Tecnologia Agrícola – Fixação biológica, parcelamento de N e adubação foliar

Publicado

em

*José Luiz Ioriatti Demattê

A descoberta de microrganismos fixadores de N tanto na rizosfera como na superfície das raízes pela pesquisadora J. Dobereiner, em 1961, permitiu que o tema fosse impulsionado por outros pesquisadores, inclusive na época atual de 2016, quando identificaram grande diversidade de bactérias fixadoras de N na cultura assim como observaram serem elas dependentes de variedades de cana. Entretanto, em condições de campo, a fixação biológica tem despertado controvérsias, pois mesmo quando confirmado o efeito positivo da planta sobre o desenvolvimento das bactérias não há evidências de que possa garantir o suprimento de N como observado (Dobereiner, 1992), inclusive em outros países como Austrália, África do Sul.
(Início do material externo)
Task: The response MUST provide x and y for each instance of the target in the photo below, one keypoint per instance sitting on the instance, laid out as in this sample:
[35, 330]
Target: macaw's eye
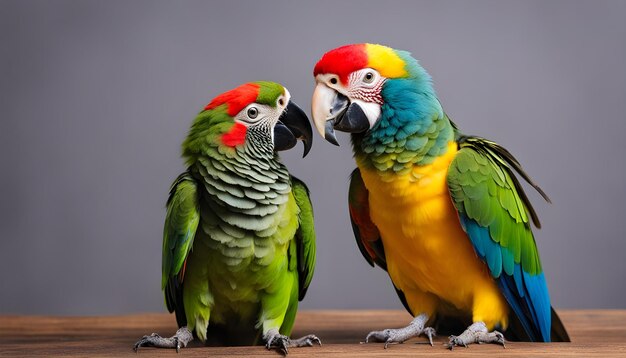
[253, 112]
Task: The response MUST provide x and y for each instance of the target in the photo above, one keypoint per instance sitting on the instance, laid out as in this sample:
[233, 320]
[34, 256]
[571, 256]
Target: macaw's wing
[305, 236]
[181, 222]
[495, 213]
[365, 231]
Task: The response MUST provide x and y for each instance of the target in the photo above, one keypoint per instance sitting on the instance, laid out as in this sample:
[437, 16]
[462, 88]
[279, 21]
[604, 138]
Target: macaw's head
[257, 117]
[367, 88]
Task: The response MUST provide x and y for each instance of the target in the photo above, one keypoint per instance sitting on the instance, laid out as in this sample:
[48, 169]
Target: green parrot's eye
[253, 112]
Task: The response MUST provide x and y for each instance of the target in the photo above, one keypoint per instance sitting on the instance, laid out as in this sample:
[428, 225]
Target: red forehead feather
[342, 61]
[236, 99]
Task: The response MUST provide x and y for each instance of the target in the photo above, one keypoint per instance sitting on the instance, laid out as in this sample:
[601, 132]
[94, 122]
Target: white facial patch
[371, 109]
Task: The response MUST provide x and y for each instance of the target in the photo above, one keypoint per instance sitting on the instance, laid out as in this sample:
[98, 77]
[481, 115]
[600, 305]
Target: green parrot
[443, 213]
[239, 240]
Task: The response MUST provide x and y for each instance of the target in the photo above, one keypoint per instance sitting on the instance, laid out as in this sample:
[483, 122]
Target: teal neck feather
[412, 128]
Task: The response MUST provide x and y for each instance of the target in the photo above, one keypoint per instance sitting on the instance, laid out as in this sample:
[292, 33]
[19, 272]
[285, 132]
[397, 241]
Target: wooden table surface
[593, 332]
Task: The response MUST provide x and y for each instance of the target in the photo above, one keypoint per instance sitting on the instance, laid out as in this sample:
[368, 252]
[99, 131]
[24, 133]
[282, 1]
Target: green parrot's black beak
[292, 125]
[346, 117]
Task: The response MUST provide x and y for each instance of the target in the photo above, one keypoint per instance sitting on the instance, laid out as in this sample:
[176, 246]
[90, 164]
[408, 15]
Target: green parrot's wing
[305, 236]
[181, 222]
[495, 213]
[365, 231]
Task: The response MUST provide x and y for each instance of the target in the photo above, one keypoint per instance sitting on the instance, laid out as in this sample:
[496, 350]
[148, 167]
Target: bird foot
[476, 333]
[180, 340]
[399, 335]
[274, 339]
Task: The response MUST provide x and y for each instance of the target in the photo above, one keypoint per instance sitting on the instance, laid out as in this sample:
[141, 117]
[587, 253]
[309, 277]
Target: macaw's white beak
[332, 110]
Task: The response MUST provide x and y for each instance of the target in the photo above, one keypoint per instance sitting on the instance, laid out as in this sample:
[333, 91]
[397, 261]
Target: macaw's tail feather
[558, 332]
[516, 331]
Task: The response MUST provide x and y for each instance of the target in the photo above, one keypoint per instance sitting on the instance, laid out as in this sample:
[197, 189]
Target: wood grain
[593, 332]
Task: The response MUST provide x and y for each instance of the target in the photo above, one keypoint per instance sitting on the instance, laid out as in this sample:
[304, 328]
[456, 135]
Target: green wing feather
[305, 236]
[181, 222]
[365, 231]
[496, 214]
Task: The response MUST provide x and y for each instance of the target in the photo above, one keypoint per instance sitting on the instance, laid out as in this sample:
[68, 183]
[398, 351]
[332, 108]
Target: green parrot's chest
[241, 266]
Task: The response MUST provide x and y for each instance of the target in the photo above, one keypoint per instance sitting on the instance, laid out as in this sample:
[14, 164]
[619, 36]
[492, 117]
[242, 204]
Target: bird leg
[274, 339]
[476, 333]
[180, 340]
[414, 329]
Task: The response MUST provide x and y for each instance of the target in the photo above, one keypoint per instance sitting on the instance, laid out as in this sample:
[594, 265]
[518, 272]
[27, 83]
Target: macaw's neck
[412, 131]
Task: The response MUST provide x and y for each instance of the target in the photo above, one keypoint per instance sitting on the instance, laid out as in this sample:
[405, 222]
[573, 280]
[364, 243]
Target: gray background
[97, 96]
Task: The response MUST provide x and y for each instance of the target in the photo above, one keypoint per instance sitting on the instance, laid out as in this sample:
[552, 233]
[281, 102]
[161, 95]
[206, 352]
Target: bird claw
[476, 333]
[180, 340]
[283, 343]
[399, 335]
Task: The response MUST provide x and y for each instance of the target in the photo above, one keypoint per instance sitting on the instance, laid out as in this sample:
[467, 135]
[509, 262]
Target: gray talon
[476, 333]
[394, 336]
[180, 340]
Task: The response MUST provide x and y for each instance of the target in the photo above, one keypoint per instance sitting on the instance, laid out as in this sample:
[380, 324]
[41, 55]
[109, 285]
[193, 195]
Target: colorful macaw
[443, 213]
[239, 241]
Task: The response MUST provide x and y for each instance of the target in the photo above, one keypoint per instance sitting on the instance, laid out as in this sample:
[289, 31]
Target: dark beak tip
[298, 124]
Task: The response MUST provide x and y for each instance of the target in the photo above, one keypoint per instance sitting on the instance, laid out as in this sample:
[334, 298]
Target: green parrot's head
[259, 116]
[373, 89]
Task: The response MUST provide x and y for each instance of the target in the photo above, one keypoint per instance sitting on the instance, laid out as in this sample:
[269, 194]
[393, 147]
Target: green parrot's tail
[558, 332]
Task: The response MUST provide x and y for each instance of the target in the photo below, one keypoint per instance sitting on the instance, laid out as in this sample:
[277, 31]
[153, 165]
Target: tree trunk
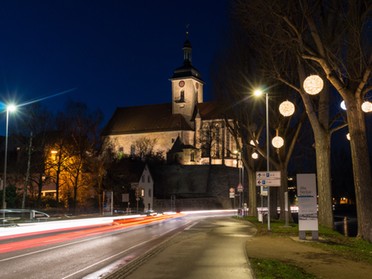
[252, 190]
[323, 165]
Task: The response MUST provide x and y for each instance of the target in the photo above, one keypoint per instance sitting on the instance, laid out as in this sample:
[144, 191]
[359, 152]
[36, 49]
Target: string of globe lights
[313, 84]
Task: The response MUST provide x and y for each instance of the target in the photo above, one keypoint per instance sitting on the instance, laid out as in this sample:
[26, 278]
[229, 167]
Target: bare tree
[329, 38]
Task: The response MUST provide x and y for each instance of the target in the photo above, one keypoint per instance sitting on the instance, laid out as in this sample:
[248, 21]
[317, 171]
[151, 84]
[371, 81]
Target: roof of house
[128, 170]
[145, 119]
[210, 111]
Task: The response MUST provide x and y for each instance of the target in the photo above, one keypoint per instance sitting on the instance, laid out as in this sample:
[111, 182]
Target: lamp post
[258, 93]
[9, 108]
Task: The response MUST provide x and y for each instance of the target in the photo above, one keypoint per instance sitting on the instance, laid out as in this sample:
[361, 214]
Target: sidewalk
[213, 248]
[308, 255]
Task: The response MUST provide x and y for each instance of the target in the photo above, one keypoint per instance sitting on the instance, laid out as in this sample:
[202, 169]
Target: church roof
[187, 70]
[145, 119]
[210, 111]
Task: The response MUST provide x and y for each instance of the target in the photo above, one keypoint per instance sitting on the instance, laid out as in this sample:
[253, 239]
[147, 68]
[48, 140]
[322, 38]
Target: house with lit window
[186, 131]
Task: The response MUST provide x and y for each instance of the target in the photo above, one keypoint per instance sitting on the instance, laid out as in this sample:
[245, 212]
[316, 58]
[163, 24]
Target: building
[187, 131]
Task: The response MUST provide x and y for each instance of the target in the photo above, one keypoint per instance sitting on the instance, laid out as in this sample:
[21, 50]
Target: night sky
[113, 53]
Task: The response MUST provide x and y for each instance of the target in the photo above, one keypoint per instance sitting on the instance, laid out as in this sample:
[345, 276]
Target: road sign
[232, 193]
[268, 178]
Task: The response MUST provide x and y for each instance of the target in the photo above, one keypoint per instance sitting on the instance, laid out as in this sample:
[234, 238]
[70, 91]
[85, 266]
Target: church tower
[187, 85]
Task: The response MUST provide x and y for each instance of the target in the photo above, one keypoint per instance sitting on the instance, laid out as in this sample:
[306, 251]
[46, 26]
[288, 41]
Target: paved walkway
[213, 248]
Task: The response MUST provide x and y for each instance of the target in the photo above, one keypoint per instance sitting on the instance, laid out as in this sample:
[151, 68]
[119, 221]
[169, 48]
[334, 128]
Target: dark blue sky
[114, 52]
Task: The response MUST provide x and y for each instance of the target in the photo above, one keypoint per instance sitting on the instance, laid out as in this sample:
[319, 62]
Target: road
[88, 251]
Aliás, pesquisadores destes países enfatizaram que a fixação biológica do N em cana não é uma fonte significativa e confiável deste nutriente, embora bactérias fixadoras de N tenham sido isoladas no campo (para detalhes ver: Vitti et al., In Cana de Açúcar, Dinardo-Miranda et al. 2008).

Na Austrália Biggs et al. (2000), utilizando a técnica de 15 N, observaram que dos oito experimentos testados somente um deu resultado, porém questionável, pois os pesquisadores atribuem que situação específica do solo testado pode ter contribuído para o aumento informando. A contribuição da fixação biológica de N tem sido extremamente variável, mas a maioria dos autores atribuem valores na faixa de 7 kg de N (Ruschel et al. 1992).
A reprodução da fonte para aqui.